In medicine, some of the trickiest treatment questions arise out of diseases that are, in a zoomed-out statistical sense, not that dangerous. Prostate cancer is a prime example: For a long time, men have been instructed to regularly get tested for it once they hit a certain age. But most prostate-cancer cases progress very slowly. Sometimes, a watch-and-wait approach makes more sense than aggressive treatment, because that treatment itself can do more harm than the cancer would have, at least in the short term.
A new study published in the New England Journal of Medicine is the most ambitious effort yet to better understand the outcomes of different treatment options for prostate cancer. It followed, for ten years, a group of 1,643 men who had been diagnosed with early prostate cancer and who agreed to be randomly assigned to one of three groups: radiation, surgery, or so-called “active monitoring,” in which the patient stays in regular contact with a doctor who checks for prostate-specific antigen, or PSA, the presence of which is taken as a warning sign the cancer could be getting worse and it might be time for treatment.
The headline finding, summed up by Denise Grady of the New York Times, is that the researchers “found no difference in death rates” between men in the three groups over the span in question. Early treatment didn’t really do anything, in other words, in terms of reducing the odds of a patient dying. Now, that’s partly because prostate cancer tends to be a very slow-moving disease: Ten years after diagnosis, just 1 percent of the patients in the study had died.

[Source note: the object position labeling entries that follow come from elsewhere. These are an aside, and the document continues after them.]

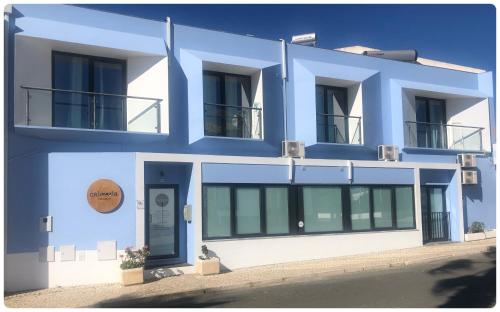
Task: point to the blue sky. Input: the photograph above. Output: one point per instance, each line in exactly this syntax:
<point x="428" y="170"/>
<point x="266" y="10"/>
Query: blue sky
<point x="461" y="34"/>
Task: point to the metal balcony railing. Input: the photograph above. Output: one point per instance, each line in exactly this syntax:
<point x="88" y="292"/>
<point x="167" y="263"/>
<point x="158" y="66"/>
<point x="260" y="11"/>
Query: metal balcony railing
<point x="443" y="136"/>
<point x="90" y="110"/>
<point x="338" y="129"/>
<point x="232" y="121"/>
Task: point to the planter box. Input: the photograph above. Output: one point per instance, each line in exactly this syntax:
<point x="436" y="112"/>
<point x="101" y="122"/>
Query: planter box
<point x="474" y="236"/>
<point x="132" y="276"/>
<point x="208" y="267"/>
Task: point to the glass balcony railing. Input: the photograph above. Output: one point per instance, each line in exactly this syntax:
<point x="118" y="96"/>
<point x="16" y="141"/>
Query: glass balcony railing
<point x="88" y="110"/>
<point x="338" y="129"/>
<point x="443" y="136"/>
<point x="232" y="121"/>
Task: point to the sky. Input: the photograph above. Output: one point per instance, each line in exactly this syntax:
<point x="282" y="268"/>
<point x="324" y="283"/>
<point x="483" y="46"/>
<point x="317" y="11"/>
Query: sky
<point x="461" y="34"/>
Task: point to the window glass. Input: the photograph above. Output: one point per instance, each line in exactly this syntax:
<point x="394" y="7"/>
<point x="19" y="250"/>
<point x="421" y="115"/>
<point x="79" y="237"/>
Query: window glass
<point x="404" y="207"/>
<point x="382" y="207"/>
<point x="277" y="210"/>
<point x="360" y="208"/>
<point x="247" y="210"/>
<point x="216" y="214"/>
<point x="322" y="209"/>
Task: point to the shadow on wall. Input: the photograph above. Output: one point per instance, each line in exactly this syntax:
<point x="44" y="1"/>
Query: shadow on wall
<point x="476" y="290"/>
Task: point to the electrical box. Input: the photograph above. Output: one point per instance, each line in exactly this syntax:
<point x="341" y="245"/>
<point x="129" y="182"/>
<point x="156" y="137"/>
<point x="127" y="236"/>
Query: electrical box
<point x="188" y="213"/>
<point x="46" y="224"/>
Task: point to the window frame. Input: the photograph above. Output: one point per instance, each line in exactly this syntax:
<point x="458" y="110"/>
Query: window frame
<point x="91" y="60"/>
<point x="296" y="209"/>
<point x="222" y="76"/>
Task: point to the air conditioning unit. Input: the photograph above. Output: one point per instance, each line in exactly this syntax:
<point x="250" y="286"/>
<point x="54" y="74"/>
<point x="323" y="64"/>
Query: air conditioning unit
<point x="388" y="152"/>
<point x="469" y="177"/>
<point x="293" y="149"/>
<point x="467" y="160"/>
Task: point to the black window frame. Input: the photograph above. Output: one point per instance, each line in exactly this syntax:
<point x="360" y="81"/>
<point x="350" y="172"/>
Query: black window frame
<point x="222" y="76"/>
<point x="325" y="117"/>
<point x="91" y="60"/>
<point x="296" y="209"/>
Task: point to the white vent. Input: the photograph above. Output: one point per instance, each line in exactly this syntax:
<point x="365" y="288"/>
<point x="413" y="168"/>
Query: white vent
<point x="293" y="149"/>
<point x="467" y="160"/>
<point x="388" y="152"/>
<point x="469" y="177"/>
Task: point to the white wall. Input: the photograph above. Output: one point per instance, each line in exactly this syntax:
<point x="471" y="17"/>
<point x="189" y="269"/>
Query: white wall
<point x="237" y="253"/>
<point x="147" y="76"/>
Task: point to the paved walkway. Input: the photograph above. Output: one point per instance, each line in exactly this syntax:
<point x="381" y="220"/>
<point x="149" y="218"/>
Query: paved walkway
<point x="177" y="286"/>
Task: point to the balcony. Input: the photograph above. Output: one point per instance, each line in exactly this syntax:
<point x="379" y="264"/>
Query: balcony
<point x="338" y="129"/>
<point x="232" y="121"/>
<point x="443" y="136"/>
<point x="46" y="108"/>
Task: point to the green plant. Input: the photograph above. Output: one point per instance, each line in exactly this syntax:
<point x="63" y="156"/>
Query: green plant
<point x="134" y="258"/>
<point x="476" y="227"/>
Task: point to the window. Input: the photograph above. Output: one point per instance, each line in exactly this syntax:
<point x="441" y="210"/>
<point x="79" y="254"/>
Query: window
<point x="277" y="221"/>
<point x="382" y="207"/>
<point x="404" y="207"/>
<point x="248" y="210"/>
<point x="332" y="114"/>
<point x="322" y="209"/>
<point x="228" y="107"/>
<point x="360" y="208"/>
<point x="431" y="122"/>
<point x="88" y="74"/>
<point x="216" y="212"/>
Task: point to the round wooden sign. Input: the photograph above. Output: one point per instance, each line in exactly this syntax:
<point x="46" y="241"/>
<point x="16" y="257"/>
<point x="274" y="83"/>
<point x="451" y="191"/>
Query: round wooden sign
<point x="104" y="195"/>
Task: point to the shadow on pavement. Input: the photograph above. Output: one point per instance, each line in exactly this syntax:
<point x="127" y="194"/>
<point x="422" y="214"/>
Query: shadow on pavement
<point x="162" y="301"/>
<point x="467" y="291"/>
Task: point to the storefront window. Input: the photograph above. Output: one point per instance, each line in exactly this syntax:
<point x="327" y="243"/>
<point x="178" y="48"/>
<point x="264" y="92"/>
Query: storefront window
<point x="360" y="208"/>
<point x="322" y="209"/>
<point x="277" y="210"/>
<point x="404" y="207"/>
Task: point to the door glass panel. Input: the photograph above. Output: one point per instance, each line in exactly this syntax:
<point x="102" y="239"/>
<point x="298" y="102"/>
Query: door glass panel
<point x="216" y="212"/>
<point x="277" y="210"/>
<point x="162" y="230"/>
<point x="71" y="72"/>
<point x="109" y="110"/>
<point x="247" y="210"/>
<point x="322" y="209"/>
<point x="360" y="208"/>
<point x="404" y="207"/>
<point x="382" y="207"/>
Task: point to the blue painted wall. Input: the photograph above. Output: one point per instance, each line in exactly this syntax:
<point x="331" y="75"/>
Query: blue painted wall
<point x="75" y="222"/>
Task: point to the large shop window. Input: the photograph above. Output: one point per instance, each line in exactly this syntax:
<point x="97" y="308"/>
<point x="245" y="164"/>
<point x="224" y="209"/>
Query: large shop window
<point x="267" y="210"/>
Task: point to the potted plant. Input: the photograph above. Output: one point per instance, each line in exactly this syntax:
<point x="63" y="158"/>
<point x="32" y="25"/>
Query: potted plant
<point x="133" y="265"/>
<point x="206" y="265"/>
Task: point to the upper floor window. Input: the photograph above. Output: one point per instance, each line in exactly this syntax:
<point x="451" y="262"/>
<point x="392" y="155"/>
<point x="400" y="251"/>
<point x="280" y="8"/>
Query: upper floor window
<point x="431" y="122"/>
<point x="84" y="88"/>
<point x="228" y="106"/>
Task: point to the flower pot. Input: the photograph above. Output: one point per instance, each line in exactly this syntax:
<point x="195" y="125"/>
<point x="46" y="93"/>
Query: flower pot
<point x="132" y="276"/>
<point x="208" y="266"/>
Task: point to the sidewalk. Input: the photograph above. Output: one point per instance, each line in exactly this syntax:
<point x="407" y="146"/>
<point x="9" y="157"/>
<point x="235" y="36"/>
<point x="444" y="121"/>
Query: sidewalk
<point x="85" y="296"/>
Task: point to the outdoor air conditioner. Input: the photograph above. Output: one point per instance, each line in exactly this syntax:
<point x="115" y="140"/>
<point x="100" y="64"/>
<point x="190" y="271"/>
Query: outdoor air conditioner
<point x="467" y="160"/>
<point x="293" y="149"/>
<point x="469" y="177"/>
<point x="388" y="152"/>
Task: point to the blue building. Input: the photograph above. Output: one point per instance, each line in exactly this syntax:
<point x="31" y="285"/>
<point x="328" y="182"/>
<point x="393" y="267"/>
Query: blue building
<point x="264" y="151"/>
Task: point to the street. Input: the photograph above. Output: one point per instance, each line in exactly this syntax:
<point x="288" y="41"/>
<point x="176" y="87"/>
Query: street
<point x="468" y="281"/>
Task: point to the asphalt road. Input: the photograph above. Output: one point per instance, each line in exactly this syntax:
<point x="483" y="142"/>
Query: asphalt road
<point x="460" y="282"/>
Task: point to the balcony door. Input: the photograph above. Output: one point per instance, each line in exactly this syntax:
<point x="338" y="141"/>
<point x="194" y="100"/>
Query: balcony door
<point x="332" y="114"/>
<point x="227" y="105"/>
<point x="431" y="122"/>
<point x="80" y="84"/>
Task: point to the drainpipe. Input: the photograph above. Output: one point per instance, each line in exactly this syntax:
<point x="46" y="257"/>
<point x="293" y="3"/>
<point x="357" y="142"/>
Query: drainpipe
<point x="284" y="78"/>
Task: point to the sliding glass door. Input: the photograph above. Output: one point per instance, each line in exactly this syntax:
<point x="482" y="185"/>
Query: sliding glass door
<point x="80" y="84"/>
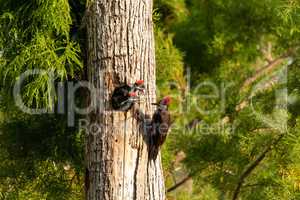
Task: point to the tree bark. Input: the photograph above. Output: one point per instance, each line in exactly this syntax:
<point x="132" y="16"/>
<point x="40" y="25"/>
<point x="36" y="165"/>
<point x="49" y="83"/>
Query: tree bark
<point x="120" y="50"/>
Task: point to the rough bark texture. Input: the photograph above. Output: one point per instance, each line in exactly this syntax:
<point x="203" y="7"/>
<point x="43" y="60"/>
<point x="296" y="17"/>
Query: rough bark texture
<point x="120" y="50"/>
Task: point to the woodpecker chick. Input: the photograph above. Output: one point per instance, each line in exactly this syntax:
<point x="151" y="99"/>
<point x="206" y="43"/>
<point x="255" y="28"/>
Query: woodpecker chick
<point x="161" y="121"/>
<point x="125" y="96"/>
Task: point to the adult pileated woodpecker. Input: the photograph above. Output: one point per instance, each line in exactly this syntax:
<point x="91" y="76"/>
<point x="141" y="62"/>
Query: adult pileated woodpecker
<point x="125" y="96"/>
<point x="161" y="121"/>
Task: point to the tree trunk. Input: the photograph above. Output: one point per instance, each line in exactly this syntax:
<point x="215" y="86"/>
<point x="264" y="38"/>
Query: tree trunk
<point x="120" y="50"/>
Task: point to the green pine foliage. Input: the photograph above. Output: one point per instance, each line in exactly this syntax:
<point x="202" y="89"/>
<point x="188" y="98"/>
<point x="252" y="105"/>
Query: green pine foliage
<point x="219" y="42"/>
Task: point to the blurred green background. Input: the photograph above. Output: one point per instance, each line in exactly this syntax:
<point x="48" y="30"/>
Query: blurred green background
<point x="232" y="68"/>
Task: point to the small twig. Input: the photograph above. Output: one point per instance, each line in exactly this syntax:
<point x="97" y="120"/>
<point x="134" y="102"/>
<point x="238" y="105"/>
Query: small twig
<point x="252" y="166"/>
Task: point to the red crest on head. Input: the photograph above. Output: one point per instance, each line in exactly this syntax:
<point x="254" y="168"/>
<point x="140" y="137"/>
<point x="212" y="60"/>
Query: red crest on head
<point x="166" y="100"/>
<point x="139" y="82"/>
<point x="132" y="94"/>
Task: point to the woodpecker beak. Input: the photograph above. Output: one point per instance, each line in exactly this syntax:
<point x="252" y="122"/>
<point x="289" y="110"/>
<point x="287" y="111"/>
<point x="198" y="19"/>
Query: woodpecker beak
<point x="132" y="94"/>
<point x="139" y="82"/>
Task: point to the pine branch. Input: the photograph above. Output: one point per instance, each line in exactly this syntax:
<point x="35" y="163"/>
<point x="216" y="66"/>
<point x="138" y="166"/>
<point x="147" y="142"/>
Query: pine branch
<point x="174" y="187"/>
<point x="252" y="166"/>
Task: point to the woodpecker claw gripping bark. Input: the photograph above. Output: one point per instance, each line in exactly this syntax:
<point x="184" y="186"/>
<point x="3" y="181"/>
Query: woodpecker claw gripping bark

The cancer “was more likely to progress and spread in the men who opted for monitoring rather than for early treatment. And about half the patients in the study who had started out being monitored wound up having surgery or radiation.” So from the point of view of an individual patient, if their doctor could have seen into the future he or she would have said something like this: We don’t need to do anything about this for now. A decade from now, you’ll be just as likely to be alive without having started treatment than if you had started treatment. If you don’t start treatment now, though, there’s a coin-flip chance you’ll have need to in the next decade
So setting aside cost and insurance issues, why not just treat right away, just in case? In addition to the fact that any treatment carries risks, treatment for prostate surgery can bring with it some significant quality-of-life issues: “Men who had surgery to remove the prostate were the most likely to have lingering impotence and urinary incontinence,” notes Grady. “Those given radiation reported bowel problems after six months of treatment (usually with gradual improvement) but not urinary incontinence. Sexual function also diminished after radiation, but recovered somewhat.” Although, further complicating things, “there were no differences among the three groups in anxiety, depression or their feelings about how their health affected their quality of life.”

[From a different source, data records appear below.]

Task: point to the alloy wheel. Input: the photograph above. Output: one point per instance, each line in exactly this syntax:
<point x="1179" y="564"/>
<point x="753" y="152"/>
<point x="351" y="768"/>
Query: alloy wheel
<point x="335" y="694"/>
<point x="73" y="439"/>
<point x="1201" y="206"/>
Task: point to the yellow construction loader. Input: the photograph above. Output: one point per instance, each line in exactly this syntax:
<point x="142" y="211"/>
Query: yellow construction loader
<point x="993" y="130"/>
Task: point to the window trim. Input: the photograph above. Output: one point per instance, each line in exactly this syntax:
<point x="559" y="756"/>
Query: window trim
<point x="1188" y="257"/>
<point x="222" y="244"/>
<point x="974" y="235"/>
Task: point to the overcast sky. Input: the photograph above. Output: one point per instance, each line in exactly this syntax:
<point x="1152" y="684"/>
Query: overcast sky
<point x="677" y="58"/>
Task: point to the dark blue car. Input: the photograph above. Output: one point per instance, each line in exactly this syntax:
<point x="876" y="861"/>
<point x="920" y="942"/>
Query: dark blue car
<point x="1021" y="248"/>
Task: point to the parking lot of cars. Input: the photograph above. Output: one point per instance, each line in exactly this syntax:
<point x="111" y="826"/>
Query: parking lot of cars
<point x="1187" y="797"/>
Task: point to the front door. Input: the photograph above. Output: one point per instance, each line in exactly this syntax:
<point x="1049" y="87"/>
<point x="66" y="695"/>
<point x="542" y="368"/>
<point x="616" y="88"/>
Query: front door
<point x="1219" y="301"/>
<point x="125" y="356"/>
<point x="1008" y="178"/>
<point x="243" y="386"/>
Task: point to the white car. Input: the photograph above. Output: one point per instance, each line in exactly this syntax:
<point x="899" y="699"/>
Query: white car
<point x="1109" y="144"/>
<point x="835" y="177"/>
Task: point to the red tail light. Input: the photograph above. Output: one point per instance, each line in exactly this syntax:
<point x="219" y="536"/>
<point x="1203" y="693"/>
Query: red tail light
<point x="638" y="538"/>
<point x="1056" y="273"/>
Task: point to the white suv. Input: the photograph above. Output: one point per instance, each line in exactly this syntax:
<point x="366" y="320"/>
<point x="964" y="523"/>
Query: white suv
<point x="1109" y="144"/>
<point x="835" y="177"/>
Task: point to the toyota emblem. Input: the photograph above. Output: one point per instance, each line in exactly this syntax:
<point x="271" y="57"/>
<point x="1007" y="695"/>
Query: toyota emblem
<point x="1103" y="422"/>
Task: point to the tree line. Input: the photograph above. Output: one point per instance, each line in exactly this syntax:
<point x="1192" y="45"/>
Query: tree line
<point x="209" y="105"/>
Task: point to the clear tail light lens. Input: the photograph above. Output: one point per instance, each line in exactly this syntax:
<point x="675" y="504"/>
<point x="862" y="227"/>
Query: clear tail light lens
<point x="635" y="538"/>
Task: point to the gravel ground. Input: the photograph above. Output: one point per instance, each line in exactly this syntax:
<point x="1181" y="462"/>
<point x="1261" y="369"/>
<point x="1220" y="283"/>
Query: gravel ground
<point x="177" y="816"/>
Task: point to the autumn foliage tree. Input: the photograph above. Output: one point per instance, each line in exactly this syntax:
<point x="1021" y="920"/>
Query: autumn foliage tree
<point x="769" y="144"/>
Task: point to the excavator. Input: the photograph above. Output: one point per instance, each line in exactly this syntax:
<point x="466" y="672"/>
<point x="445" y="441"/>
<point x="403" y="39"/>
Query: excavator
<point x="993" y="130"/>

One of the reasons these sorts of statistics are useful is that people have a lot of trouble with uncertainty and ambiguity, which can enact a psychological toll. All else being equal, there’s strong evidence to suggest that in all sorts of different situations, people will choose to take action rather than not take action, simply because of the sense of certainty such an act confers.

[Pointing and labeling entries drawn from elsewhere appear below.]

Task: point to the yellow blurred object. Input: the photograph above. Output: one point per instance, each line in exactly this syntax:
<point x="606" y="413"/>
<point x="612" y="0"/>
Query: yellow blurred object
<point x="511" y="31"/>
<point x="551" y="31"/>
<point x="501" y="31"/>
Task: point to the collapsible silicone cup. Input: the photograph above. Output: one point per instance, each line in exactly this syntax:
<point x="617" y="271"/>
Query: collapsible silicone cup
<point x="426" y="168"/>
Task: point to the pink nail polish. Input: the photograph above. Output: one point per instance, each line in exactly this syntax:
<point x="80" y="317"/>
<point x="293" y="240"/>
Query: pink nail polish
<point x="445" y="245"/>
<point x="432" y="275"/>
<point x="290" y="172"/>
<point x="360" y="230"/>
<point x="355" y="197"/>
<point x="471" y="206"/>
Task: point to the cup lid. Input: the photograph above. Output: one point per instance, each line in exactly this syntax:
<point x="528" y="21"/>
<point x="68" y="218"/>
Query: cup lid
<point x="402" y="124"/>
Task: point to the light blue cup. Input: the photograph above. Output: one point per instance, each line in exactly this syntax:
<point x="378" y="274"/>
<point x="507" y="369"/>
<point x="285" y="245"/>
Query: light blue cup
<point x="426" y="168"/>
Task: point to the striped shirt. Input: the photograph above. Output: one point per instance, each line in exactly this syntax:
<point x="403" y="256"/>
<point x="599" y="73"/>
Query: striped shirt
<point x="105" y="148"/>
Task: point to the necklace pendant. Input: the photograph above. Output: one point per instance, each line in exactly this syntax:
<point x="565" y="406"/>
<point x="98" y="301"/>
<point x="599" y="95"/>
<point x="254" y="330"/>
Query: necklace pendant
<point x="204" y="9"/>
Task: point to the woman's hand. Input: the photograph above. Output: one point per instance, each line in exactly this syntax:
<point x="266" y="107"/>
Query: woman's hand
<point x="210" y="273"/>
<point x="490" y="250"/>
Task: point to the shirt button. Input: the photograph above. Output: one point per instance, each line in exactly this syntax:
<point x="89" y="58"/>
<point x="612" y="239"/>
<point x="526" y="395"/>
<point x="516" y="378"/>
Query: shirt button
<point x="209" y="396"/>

Studies like this help, because with this sort of data doctors don’t have to present treatment statistics on the one hand and a giant question mark on the other: They can lay out the ramifications of watching and waiting in more concrete terms. That’s not to say this reduces uncertainty to zero, of course, but it does help hammer home the point that sometimes, it’s better not to take quick, aggressive action against a potentially slow-moving medical threat.